Both macOS and Windows warnings are standard OS security features for new software. Verify authenticity by:
- Downloading only from our official [GitHub Releases](https://github.com/bitjungle/gopca/releases)
- Checking SHA-256 checksums provided with each release
- See platform-specific guides: [macOS](docs/macos-installation.md) | [Windows](docs/windows-installation.md) | [Linux](docs/linux-installation.md)

### Command-Line Interface

```bash
# Download the latest release
wget https://github.com/bitjungle/gopca/releases/latest/download/pca
chmod +x pca

# Basic analysis with automatic settings
./pca analyze mydata.csv

# Advanced analysis with custom parameters
./pca analyze \
--components 4 \
--scale standard \
--preprocessing snv \
--format json \
--output-dir results/ \
mydata.csv

# Validate your data first
./pca validate mydata.csv

# Apply a trained model to new samples
./pca transform trained_model.json new_samples.csv

# Transform with custom output and metrics
./pca transform \
--format json \
--output-dir predictions/ \
--include-metrics \
model.json test_data.csv
```

## Use Cases

### Chemometrics & Spectroscopy
Analyze NIR, FTIR, Raman, or UV-Vis spectroscopic data to identify chemical patterns, detect adulterants, or monitor reactions. The SNV preprocessing option is specifically designed for spectroscopic data.

### Bioinformatics
Explore gene expression, proteomics, or metabolomics data to find biological patterns, identify biomarkers, or understand disease mechanisms. Handle high-dimensional data with thousands of variables.

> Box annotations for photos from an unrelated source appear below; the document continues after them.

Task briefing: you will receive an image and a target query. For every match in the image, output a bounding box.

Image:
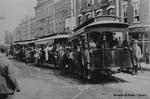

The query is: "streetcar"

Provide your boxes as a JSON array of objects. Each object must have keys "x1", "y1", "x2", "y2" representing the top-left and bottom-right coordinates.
[
  {"x1": 68, "y1": 16, "x2": 131, "y2": 80},
  {"x1": 35, "y1": 32, "x2": 70, "y2": 68}
]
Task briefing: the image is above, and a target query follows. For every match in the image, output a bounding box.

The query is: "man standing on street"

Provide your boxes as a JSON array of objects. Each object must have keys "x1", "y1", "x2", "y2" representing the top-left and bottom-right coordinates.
[
  {"x1": 131, "y1": 40, "x2": 141, "y2": 74},
  {"x1": 0, "y1": 53, "x2": 20, "y2": 99}
]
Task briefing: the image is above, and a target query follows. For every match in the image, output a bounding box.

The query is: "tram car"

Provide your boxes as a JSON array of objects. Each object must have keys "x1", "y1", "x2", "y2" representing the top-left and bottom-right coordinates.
[{"x1": 68, "y1": 16, "x2": 131, "y2": 80}]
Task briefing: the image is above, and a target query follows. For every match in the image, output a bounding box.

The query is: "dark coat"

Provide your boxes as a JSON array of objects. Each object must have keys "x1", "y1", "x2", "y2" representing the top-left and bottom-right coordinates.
[{"x1": 0, "y1": 56, "x2": 19, "y2": 94}]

### Quality Control & Process Monitoring
Monitor industrial processes in real-time, detect anomalies before they become problems, and understand the relationships between process variables. Use diagnostic plots to identify out-of-specification samples.

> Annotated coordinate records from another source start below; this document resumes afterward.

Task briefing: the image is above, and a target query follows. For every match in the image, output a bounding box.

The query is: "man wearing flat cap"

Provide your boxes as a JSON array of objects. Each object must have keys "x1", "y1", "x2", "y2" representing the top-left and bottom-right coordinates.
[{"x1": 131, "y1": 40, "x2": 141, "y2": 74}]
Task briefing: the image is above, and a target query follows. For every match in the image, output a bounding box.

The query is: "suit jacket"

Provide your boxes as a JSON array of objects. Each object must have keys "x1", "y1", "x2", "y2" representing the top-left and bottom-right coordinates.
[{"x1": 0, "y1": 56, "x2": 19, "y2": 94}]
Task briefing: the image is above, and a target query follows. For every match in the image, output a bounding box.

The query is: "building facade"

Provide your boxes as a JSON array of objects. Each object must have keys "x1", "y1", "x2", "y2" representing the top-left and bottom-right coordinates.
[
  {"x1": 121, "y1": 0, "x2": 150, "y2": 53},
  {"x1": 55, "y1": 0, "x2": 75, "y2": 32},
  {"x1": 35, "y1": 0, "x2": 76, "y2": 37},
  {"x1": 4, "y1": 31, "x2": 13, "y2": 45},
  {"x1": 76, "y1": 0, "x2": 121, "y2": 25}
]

### Data Science & Machine Learning
Reduce dimensionality before classification or regression, explore feature relationships, visualize high-dimensional clusters, or compress data while preserving variance. Export transformed data for use in other ML pipelines.

### Education & Research
Teach multivariate statistics with interactive visualizations, explore research data with publication-ready plots, or demonstrate the power of dimensionality reduction with real examples.

## Documentation

- [Privacy Policy & Verification](PRIVACY.md) - Our privacy commitment and how to verify it
- [Introduction to PCA](docs/intro_to_pca.md) - Learn the fundamentals of Principal Component Analysis
- [Data Preparation Guide](docs/intro_to_data_prep.md) - Best practices for preparing your data
- [Data Format Specification](docs/data-format.md) - Detailed CSV format requirements
- Built-in help system - Hover over any control in GoPCA Desktop for instant help

## System Requirements

### Supported Platforms
- **Windows**: 64-bit Windows (where Go and Wails are supported)
- **macOS**: Intel and Apple Silicon Macs (where Go and Wails are supported)
- **Linux**: 64-bit distributions (where Go and Wails are supported)

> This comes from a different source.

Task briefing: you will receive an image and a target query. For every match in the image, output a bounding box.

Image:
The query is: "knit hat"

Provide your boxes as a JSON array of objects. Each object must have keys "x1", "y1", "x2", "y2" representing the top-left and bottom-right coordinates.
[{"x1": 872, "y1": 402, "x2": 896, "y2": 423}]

### Desktop Applications (GoPCA Desktop & GoCSV Desktop)
- Require a graphical environment
- Modern web browser engine (uses system WebView)
- Screen resolution that can display the application window

### Command-Line Interface
- Works on any platform where Go binaries can run
- No graphical environment required

*Note: Memory and disk requirements depend on your dataset size. The applications themselves are lightweight (~50-100MB), but processing large datasets will require corresponding RAM.*

## Support & Community

- **Report Issues**: [GitHub Issues](https://github.com/bitjungle/gopca/issues)
- **Ask Questions**: [GitHub Discussions](https://github.com/bitjungle/gopca/discussions)
- **Documentation**: See the docs folder for detailed guides
- **Contributing**: Please read [CONTRIBUTING.md](CONTRIBUTING.md) before submitting code

## License

GoPCA Suite is open-source software licensed under the MIT License. However, the author respectfully requests that it **not be used for military, warfare, or surveillance applications**.